たとえば、プロトタイプを作るときや、プロトタイプがユーザーの生活にどのように組み込まれるべきかを解明するときには、ストーリーテリングの手法を使うのがいいでしょう。プロトタイプでユーザーテストをするときの説明にストーリーテリングを使うのはいいアイデアです。作家で文化人類学者のMary Catherine Bateson氏は、次のような一文に見事にまとめています。

人間はメタファーで考え、ストーリーを通して学ぶのです。
– Mary Catherine Bateson

まとめ

デザイン思考のプロセスでストーリーは重要な役割を果たします。ストーリーによって、ユーザーを感情的に深く理解できます。環境やニーズ、欲求、問題などユーザーのさまざまな面に注意を向けることができ、ユーザーのニーズに合った人間中心のソリューションをデザインすることができます。

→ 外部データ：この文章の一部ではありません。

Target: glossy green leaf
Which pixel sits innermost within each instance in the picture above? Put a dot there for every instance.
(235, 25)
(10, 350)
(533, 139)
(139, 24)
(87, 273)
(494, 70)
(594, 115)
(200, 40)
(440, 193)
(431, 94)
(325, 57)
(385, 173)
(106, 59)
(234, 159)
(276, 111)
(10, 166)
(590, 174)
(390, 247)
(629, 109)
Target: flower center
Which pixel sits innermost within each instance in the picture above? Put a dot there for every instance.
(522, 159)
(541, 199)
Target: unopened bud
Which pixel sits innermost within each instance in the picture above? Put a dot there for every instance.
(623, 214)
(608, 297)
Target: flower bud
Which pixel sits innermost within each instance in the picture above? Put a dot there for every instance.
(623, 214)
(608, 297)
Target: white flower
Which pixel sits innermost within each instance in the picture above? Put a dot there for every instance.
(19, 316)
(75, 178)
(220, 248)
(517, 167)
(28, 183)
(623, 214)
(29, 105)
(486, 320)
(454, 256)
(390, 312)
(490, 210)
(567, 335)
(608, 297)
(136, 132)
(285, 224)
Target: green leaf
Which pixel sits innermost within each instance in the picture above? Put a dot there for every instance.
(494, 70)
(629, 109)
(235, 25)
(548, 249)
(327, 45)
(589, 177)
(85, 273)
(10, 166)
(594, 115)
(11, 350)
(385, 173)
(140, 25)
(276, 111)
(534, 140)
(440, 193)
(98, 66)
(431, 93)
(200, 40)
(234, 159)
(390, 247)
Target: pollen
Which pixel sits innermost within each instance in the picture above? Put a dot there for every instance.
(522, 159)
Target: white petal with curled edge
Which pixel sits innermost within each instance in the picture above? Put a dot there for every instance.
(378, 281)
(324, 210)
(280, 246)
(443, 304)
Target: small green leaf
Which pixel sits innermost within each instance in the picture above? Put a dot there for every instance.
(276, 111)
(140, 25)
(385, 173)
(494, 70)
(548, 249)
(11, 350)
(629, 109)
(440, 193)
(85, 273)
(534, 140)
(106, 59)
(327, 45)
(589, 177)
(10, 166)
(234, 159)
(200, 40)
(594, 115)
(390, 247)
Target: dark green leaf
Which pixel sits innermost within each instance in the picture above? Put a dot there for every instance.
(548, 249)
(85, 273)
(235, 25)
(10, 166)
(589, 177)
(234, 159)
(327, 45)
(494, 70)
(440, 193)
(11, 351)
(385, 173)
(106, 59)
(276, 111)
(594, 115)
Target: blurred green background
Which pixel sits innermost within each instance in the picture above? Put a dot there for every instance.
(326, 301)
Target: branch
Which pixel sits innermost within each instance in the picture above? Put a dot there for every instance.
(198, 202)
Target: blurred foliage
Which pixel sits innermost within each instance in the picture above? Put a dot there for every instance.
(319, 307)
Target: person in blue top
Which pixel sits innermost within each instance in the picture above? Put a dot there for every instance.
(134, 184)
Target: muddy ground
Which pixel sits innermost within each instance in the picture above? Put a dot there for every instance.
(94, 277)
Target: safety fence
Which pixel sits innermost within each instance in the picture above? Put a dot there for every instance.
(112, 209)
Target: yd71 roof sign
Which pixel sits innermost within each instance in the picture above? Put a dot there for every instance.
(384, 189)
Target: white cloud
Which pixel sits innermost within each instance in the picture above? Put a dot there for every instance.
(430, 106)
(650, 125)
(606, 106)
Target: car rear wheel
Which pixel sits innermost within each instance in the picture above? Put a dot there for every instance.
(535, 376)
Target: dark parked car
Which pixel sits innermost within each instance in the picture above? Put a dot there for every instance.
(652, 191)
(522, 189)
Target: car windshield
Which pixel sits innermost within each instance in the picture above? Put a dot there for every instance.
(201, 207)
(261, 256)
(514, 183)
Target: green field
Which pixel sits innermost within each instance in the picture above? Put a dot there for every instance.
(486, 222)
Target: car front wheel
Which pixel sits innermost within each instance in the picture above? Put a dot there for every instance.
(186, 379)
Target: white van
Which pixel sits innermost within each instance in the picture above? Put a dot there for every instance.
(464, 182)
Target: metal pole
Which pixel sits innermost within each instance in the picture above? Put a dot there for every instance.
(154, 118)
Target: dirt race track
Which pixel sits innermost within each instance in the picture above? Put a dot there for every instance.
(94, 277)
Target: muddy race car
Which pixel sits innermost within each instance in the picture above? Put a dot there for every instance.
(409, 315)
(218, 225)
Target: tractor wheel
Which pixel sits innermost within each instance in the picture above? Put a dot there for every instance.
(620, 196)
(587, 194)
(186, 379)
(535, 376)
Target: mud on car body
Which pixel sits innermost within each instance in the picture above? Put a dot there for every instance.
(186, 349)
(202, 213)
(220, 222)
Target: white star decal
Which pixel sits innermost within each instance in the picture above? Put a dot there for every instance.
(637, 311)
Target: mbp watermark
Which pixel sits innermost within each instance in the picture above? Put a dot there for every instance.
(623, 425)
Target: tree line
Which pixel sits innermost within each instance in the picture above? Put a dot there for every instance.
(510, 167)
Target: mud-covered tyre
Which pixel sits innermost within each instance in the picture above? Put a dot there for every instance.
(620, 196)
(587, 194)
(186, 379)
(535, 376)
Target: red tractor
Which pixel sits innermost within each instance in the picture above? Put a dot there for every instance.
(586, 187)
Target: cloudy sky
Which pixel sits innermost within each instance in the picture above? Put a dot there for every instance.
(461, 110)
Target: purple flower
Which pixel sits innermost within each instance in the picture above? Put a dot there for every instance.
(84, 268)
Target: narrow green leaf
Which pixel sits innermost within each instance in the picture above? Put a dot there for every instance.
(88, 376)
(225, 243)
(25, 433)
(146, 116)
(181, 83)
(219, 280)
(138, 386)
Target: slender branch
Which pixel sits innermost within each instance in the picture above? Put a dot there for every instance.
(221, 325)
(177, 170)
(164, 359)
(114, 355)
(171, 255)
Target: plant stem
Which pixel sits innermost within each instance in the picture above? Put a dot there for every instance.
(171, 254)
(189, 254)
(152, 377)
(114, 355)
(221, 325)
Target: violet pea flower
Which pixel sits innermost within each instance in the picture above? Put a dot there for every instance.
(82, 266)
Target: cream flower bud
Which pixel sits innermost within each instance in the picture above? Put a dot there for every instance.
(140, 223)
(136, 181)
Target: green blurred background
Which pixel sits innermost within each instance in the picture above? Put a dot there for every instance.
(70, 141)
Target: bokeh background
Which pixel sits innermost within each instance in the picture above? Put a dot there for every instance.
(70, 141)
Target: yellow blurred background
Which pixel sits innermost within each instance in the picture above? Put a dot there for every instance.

アリストテレスによる優れたストーリーテリングのための7つの要素は、常にデザイン思考に応用すべきです。そうすることで、ユーザーを全体であらゆる面から理解することができます。この7つの要素はユーザー観察と重要なストーリーを伝える助けとなります。また、ストーリーの共有と把握、ジャーニーマップといった手法があり、デザイン思考をおこなうときにストーリーの力を利用してユーザーへの共感を持つことができます。